Jaarboek 45, pagina 37
Kleermakerij en confectie van Alleman
Een middenstandsgezin uit de Torenstraat
De grote wens van Wil Alleman en zijn verloofde Tiny Ruiter om een kleermakerij in Castricum te beginnen, ging in augustus 1951 in vervulling. Zeven jaar later openden zij hun confectiezaak aan de Torenstraat.
Hun dochters Colien en Wilma vertellen in dit artikel hun kleurrijke belevenissen in dit naoorlogse middenstandsgezin.
“Oh Tiny, wat hebben wij nog veel geld nodig”, schreef Wil Alleman (1922) vanuit Castricum op 15 maart 1949 aan Tiny Ruiter (1927), zijn verloofde in Heiloo. Zij schreven elkaar dagelijks en als ze ’s middags een brief op de bus deden, werd deze ’s avonds nog bezorgd. Al deze brieven, de we na de dood van onze ouders vonden, geven een intiem inkijkje in de besognes van een verloofd paar. Ze wilden samen een kleermakerij beginnen in Castricum en spaarden hier hard voor.

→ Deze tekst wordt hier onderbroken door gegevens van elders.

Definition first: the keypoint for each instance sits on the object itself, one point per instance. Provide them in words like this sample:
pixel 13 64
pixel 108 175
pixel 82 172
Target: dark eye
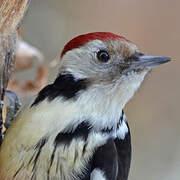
pixel 103 56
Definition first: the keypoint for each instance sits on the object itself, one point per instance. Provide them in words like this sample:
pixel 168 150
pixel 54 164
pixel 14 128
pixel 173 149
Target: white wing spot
pixel 97 174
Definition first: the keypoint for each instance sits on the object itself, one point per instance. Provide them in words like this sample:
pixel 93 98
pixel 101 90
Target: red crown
pixel 85 38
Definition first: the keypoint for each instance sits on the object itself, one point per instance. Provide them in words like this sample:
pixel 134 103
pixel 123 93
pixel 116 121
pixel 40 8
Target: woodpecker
pixel 76 129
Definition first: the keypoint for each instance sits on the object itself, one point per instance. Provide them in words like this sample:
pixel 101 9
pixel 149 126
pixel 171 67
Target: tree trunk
pixel 11 15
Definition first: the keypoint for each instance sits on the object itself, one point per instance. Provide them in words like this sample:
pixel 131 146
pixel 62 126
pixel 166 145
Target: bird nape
pixel 76 128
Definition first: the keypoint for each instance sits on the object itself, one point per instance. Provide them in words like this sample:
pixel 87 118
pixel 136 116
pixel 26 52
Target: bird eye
pixel 103 56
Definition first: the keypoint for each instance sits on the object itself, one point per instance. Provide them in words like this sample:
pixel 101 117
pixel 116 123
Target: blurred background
pixel 154 26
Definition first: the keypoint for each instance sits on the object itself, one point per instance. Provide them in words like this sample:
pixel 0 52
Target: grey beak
pixel 151 61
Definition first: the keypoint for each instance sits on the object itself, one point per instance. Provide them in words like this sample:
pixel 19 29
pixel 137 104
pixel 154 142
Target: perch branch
pixel 11 15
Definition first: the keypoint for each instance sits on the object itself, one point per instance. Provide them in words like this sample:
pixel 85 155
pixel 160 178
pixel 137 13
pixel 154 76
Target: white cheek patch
pixel 97 174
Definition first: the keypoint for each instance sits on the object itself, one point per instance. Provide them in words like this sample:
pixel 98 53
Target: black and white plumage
pixel 76 128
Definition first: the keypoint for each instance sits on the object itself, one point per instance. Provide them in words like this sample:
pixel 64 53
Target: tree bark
pixel 11 15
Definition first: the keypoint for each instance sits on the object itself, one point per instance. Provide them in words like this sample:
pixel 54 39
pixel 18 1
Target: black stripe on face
pixel 65 86
pixel 82 131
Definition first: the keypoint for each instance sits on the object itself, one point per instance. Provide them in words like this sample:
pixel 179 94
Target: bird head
pixel 108 62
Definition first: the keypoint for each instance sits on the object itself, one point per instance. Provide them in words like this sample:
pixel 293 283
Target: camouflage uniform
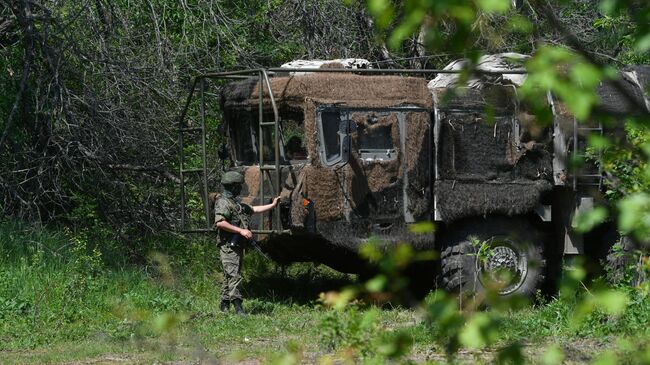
pixel 229 208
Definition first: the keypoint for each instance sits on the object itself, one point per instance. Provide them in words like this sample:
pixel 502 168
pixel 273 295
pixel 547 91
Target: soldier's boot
pixel 238 306
pixel 225 305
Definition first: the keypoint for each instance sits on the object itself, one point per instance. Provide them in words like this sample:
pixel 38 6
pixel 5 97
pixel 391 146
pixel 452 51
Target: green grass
pixel 61 300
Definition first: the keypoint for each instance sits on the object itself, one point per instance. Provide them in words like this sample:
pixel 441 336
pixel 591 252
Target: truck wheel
pixel 623 264
pixel 501 253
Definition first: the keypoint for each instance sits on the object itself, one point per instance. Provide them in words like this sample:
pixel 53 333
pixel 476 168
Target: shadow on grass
pixel 298 283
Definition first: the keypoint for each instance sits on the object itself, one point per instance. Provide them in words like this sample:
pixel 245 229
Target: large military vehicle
pixel 359 153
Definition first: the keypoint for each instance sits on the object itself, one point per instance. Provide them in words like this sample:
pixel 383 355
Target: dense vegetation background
pixel 89 95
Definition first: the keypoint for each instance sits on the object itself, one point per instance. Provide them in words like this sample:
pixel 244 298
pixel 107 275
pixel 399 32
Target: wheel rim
pixel 502 264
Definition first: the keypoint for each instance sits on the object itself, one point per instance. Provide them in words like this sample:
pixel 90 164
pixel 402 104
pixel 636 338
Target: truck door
pixel 386 162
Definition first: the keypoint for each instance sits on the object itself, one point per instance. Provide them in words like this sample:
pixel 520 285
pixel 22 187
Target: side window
pixel 241 135
pixel 374 142
pixel 334 129
pixel 331 149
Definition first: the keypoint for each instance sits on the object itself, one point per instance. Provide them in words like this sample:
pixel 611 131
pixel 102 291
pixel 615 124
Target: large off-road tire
pixel 623 263
pixel 505 254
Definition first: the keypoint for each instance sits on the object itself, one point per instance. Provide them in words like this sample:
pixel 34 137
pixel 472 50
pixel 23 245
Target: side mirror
pixel 224 154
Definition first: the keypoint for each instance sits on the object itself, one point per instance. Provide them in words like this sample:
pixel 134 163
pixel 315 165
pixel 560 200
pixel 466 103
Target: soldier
pixel 232 221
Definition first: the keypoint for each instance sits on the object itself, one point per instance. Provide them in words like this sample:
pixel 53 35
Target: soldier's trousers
pixel 231 260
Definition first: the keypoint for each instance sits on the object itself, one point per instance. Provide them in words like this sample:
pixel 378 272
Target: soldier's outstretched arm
pixel 222 224
pixel 264 208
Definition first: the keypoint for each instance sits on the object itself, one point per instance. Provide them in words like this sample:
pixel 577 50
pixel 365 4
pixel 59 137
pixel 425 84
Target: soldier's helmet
pixel 232 177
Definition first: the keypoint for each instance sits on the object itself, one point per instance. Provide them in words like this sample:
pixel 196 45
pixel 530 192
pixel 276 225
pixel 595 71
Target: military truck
pixel 360 153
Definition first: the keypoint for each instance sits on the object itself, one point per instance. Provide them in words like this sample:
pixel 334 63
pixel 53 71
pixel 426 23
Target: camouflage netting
pixel 483 167
pixel 290 92
pixel 460 199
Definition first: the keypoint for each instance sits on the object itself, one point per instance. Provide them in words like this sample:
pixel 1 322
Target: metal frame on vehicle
pixel 262 75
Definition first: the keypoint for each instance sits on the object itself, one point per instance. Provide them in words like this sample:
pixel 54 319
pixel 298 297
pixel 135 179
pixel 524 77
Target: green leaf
pixel 553 355
pixel 382 11
pixel 612 302
pixel 376 284
pixel 606 358
pixel 586 75
pixel 634 215
pixel 585 221
pixel 480 331
pixel 494 6
pixel 598 142
pixel 608 7
pixel 520 24
pixel 642 43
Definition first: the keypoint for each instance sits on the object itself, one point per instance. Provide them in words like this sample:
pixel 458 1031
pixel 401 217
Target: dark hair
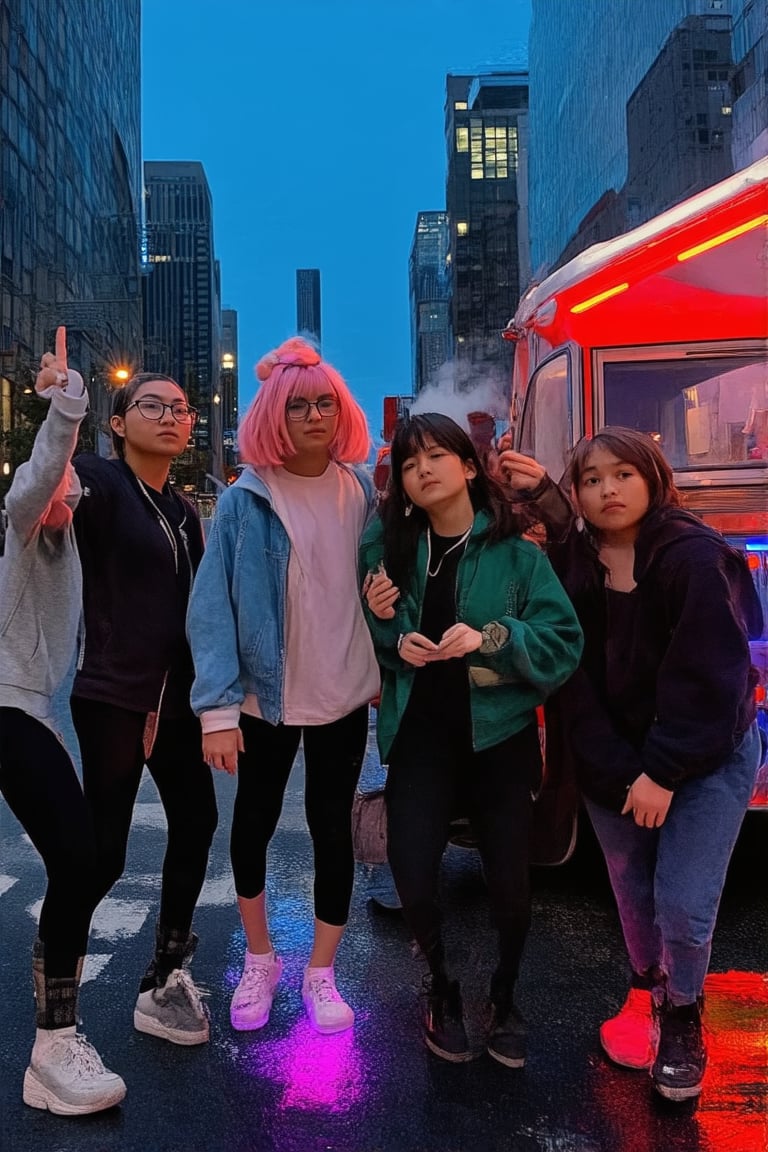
pixel 636 448
pixel 401 532
pixel 122 398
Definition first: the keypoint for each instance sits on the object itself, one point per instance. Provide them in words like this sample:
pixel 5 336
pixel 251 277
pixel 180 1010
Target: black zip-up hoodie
pixel 674 698
pixel 136 583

Start maatkleermakerij in de Dorpsstraat
Tiny was de dochter van de eigenaar van café Willibrord, een bedevaartcafé bij het Putje in Heiloo; één van de dochters, want het vrome gezin telde tien kinderen. Tiny werkte thuis in de zaak.
Wil woonde in Castricum op het adres Dorpsstraat 90 bij zijn werkgever, de kleermaker Jaap Twisk, wiens vrouw Door bekend stond om haar uitstekende kookkunst. Voor het slapengaan gingen Jaap, Door en Wil (moest wel meedoen) op de knieën om de rozenkrans te bidden. Wil stamde uit een geslacht van kleermakers uit Egmond aan den Hoef. De aanleg van de Atlantikwall dwong het gezin Egmond te verlaten en opa Alleman kocht een huis aan de Stationsweg in Heiloo, waar nu nog Alleman Modeman is gevestigd.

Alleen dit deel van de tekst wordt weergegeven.